When Genise Montecello was growing up her brother was separated from his peers and taken to a classroom off to the side, which she remembers being about the size of a broom closet. Her brother has a disability and she feels his education wasn’t seen as important because of this.
“People don’t remember to take into account students with disabilities and their accommodations they might need,” Montecello said. “So, it happens more frequently than people would believe that it does.”
Montecello spent 24 years teaching special education in Saint Louis. She said her children felt like their voices didn’t matter and was inspired to help in a different way.
Now, she’s the state representative for the 92nd district, Saint Louis, fighting for the rights of those in special education on the legislative end, making sure they don’t get left behind.
“What I saw was my brother, continues to this day, face difficulties reading and to some degree functioning and I think that we need to make sure that we’re pushing students to learn to their best ability and capacity. It doesn’t mean that students can’t learn,” Montecello said.
But talk about inclusion and even educating children with disabilities has not always been a priority and has come a long way since then.
Dr. George Giuliani, the executive director at National Association of Special Education Teachers, said the history of fighting for children’s rights dates back to right after World War II, when in 1948 only about 12 percent of children with disabilities were receiving any kind of special education. And, he said, most of the time those education programs weren’t offering much value.
“Students with disabilities went to special schools or classes that focused on learning manual skills, such as weaving and like bead stringing,” Giuliani said. “So, although there might have been programs that existed it was very clear that discrimination was still as strong as ever for students with disabilities in school.”

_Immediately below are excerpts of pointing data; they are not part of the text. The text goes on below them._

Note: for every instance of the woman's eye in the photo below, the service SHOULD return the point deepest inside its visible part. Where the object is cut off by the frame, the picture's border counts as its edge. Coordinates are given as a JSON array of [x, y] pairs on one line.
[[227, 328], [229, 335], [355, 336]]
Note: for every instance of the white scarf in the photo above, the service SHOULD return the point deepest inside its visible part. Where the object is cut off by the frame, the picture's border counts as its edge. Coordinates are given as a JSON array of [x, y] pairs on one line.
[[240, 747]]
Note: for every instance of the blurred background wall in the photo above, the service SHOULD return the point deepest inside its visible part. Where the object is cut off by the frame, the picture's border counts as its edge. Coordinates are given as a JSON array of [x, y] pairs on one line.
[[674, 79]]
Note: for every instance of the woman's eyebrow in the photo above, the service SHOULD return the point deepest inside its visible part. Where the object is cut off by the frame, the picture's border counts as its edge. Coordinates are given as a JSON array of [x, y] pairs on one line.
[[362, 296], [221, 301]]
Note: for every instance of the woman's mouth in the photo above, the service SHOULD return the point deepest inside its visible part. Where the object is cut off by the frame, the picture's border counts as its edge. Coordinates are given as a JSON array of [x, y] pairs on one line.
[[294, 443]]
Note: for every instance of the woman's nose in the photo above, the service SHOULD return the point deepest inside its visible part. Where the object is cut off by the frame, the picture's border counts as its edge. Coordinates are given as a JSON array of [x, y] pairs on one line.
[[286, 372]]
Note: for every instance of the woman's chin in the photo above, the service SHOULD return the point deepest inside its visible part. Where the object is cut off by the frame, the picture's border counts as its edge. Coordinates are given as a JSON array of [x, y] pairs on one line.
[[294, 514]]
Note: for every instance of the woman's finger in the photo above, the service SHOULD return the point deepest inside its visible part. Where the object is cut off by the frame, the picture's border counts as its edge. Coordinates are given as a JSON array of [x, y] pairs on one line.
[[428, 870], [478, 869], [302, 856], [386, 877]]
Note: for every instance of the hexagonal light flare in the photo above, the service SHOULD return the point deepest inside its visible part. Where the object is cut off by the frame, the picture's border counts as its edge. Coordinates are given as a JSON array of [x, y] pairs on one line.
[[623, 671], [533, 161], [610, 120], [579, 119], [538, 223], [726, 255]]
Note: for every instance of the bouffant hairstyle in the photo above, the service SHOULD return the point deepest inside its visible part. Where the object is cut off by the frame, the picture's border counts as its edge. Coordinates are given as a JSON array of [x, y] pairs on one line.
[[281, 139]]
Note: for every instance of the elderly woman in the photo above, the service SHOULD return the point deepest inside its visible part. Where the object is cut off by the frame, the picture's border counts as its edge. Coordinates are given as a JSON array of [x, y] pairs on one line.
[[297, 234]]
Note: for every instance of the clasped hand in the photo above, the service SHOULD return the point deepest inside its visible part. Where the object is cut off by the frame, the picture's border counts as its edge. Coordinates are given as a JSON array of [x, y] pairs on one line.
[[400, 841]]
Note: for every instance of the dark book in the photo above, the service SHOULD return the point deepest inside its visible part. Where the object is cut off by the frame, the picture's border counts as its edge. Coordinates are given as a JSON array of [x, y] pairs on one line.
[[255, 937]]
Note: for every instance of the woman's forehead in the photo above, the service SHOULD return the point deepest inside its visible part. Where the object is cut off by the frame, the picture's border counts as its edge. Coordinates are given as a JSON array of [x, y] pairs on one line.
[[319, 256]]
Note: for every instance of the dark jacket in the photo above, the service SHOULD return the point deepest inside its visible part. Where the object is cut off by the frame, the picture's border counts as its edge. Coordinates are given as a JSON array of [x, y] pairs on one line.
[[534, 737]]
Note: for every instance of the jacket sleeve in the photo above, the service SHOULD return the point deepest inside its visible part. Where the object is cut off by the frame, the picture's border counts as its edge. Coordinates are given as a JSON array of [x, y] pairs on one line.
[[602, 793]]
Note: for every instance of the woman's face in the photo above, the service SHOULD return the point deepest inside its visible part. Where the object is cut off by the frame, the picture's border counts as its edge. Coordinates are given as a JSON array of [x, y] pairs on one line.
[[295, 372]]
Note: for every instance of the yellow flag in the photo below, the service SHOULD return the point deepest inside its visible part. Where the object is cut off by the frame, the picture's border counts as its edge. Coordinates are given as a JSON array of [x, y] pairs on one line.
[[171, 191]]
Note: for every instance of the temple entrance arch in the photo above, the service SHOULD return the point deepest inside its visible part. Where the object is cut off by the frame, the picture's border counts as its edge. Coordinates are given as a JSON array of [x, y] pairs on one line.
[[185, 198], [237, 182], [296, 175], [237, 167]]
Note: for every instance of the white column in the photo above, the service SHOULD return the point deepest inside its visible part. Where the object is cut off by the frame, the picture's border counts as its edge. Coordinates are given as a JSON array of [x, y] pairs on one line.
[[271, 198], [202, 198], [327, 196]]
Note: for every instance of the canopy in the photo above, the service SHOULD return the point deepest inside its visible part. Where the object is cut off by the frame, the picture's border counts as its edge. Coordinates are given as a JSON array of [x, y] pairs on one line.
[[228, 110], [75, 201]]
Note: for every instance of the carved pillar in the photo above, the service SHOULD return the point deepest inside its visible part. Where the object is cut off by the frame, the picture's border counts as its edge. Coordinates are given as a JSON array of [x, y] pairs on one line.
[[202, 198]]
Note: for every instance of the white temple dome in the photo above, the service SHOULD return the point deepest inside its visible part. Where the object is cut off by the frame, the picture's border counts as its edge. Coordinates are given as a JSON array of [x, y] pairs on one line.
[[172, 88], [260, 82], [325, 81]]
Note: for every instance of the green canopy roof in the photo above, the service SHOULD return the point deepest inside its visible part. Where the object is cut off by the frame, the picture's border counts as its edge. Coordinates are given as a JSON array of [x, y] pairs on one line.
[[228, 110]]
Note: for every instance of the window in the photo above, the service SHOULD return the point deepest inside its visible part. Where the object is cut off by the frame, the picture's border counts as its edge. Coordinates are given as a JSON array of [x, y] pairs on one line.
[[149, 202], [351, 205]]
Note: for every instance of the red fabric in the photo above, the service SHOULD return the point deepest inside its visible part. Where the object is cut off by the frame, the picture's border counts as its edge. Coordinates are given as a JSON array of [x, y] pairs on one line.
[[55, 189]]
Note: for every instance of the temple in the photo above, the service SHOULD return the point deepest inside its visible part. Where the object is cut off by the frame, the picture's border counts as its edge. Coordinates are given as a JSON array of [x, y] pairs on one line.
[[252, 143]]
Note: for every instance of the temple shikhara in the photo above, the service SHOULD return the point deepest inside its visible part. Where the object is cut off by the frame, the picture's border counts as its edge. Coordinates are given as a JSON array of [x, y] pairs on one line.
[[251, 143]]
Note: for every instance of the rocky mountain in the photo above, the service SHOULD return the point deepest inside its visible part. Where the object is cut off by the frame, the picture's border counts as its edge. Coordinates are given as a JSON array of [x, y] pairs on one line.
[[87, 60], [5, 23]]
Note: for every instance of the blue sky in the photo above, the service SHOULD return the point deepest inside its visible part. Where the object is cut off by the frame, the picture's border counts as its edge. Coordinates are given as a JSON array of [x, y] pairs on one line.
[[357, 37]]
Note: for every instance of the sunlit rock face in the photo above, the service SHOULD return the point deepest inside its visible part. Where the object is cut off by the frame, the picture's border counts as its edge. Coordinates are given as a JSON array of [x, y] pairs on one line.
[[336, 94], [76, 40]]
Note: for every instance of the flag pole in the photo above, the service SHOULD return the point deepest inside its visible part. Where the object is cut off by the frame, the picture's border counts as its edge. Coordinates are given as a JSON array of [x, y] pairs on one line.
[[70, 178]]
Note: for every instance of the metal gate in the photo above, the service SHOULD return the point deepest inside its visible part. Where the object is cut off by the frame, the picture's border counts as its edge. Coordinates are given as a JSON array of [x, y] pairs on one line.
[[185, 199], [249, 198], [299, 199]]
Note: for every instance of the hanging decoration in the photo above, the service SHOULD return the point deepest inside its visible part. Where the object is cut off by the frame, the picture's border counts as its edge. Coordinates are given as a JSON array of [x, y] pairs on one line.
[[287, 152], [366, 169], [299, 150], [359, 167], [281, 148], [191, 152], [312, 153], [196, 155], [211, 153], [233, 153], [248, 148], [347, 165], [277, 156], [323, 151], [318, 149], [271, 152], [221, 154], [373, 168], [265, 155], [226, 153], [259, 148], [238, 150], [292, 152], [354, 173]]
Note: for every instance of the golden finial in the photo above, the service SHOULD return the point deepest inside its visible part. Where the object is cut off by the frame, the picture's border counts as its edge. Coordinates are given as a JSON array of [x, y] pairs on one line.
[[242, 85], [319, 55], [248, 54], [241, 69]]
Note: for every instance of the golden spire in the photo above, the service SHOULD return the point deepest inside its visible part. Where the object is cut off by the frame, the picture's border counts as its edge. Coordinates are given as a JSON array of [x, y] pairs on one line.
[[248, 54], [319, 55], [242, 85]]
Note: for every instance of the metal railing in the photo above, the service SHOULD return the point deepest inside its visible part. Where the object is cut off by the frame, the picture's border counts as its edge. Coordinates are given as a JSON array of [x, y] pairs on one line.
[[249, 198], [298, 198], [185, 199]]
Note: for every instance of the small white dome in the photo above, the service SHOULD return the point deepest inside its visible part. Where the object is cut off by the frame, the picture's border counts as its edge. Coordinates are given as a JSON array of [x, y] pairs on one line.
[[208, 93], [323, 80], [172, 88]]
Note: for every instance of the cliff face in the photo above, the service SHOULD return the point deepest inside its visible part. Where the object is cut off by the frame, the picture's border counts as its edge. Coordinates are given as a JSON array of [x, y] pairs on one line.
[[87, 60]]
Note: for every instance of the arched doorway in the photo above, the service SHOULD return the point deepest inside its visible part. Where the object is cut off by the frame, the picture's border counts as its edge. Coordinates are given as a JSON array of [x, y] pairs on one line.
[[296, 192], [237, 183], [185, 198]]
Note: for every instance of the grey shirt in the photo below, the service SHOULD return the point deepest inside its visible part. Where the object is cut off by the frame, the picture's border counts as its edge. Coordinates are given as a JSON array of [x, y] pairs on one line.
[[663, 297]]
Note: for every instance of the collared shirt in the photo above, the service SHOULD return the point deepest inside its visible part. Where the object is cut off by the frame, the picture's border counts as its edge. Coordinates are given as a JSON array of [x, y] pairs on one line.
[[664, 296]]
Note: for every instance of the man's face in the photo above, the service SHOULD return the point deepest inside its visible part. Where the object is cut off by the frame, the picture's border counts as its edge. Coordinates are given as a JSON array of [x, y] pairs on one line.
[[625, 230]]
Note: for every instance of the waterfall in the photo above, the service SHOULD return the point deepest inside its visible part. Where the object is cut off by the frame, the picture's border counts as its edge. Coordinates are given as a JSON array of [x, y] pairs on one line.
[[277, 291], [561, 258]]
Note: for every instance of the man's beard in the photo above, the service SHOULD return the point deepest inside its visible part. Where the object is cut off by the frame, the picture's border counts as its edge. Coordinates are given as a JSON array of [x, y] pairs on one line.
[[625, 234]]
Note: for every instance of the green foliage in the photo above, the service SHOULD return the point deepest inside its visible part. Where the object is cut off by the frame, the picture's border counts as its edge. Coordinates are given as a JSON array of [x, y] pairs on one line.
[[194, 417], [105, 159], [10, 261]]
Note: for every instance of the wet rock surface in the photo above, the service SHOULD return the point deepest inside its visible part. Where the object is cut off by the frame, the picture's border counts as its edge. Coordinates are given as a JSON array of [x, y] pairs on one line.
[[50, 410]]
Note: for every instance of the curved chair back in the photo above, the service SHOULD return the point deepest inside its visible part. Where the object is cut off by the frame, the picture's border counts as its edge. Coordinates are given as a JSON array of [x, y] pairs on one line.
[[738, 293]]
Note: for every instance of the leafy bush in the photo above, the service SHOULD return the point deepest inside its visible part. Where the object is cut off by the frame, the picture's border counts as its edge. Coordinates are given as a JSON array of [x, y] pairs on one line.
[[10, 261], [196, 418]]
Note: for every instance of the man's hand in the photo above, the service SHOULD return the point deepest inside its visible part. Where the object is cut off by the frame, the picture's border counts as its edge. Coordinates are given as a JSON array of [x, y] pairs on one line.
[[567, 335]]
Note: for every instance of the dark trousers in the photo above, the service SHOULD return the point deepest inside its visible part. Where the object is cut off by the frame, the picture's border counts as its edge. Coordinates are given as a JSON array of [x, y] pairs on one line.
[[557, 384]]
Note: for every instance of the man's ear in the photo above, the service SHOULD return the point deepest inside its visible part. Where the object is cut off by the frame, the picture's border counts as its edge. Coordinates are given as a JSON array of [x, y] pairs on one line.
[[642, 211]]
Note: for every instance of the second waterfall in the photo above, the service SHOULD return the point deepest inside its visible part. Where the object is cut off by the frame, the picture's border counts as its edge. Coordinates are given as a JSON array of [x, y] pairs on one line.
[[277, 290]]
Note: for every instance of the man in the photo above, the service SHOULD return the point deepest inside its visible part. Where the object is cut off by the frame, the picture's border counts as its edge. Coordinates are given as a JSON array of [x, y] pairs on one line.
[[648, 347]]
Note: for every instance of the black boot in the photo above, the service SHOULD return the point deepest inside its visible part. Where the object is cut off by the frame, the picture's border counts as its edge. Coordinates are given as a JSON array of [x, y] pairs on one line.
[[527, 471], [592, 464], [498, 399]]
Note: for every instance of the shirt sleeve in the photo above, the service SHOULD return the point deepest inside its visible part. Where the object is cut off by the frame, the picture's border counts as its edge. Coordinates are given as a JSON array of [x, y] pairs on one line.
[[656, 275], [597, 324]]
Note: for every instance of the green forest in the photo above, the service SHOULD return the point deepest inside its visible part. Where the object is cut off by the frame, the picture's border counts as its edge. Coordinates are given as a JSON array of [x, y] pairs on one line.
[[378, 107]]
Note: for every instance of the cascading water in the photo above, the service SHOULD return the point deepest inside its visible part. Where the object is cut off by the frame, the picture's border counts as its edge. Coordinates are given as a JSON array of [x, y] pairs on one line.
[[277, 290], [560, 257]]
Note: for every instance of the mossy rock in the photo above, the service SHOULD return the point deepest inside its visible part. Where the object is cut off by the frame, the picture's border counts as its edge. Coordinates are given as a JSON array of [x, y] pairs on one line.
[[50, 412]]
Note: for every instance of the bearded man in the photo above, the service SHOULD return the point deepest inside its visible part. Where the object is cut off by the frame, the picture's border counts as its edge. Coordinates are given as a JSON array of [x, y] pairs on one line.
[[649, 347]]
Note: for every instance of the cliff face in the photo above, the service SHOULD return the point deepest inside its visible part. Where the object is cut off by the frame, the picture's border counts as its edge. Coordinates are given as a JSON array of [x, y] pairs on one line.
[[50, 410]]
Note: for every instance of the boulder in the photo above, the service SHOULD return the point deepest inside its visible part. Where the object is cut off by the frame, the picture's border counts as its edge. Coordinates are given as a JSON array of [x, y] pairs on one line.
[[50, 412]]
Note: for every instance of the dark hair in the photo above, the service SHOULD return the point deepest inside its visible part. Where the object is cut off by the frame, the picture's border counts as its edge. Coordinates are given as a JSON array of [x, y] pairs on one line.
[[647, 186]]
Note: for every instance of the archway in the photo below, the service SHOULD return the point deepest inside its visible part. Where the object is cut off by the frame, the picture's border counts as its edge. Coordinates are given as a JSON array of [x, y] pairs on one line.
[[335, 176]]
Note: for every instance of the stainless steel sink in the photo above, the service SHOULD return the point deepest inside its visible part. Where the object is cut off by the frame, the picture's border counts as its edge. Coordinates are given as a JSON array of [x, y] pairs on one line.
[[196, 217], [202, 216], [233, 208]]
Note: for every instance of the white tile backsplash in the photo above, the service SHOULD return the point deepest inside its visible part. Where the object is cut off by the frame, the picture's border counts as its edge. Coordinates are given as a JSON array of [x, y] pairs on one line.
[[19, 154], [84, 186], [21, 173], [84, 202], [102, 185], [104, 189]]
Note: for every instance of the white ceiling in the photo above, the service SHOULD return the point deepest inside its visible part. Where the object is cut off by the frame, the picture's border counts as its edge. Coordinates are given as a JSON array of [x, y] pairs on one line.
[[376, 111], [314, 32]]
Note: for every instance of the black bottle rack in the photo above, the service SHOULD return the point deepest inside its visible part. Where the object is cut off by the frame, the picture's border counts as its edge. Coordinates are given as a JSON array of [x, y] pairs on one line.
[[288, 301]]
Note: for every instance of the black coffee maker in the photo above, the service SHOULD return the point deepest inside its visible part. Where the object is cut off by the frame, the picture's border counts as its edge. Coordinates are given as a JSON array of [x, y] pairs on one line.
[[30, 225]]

Giuliani said although Brown v Board of Education doesn’t have to do with special education specifically- it has been used by parents and advocates to argue students with disabilities should not have “separate but equal” facilities. And in the 1960’s a larger movement of parents took to the courts to help their children.
“So, what started to happen for the first time in this country is that some parents began to take legal action against their school districts when they felt that their children’s rights were being violated,” Giuliani said.
On November 29, 1975 the first federal law for students with disabilities was enacted, now called IDEA. Since then there have been four amendments to this law, with the most recent being eleven years ago.
Now, Giuliani said with the No Child Left Behind act, there is more focus on collecting and working with data. But in the future, he thinks the move towards inclusion will take precedence, especially with advancements in technology.
“What can we be doing for children, especially those who are nonverbal? If you’ve seen there has been so much research coming out on iPads for children with autism and their ability to communicate and use the iPad,” Giuliani said. “So, I think there’s a lot with assistive technology, there’s a lot with universal design for learning and inclusion.”
Lara Wakefield said educators, administrators and parents need to understand the importance of this history. Wakefield runs Wakefield Consultation Services, helping parents as an outside resource during Individualized Education Program or IEP meetings. She said people forget that special education started with parents advocating for their children and the school system is where it is today thanks to them.
“And then yet, you sit across the table from these individuals now and they complain about what parents want in the IEP,” Wakefield said. “I think that’s the biggest concern for me, is that all of these individuals, especially administrators, have forgotten that it is the parent who is the most important part of the team and it is the child who we should all be there working for.”
Wakefield said although knowing the history can benefit all sides, empathy helps the most.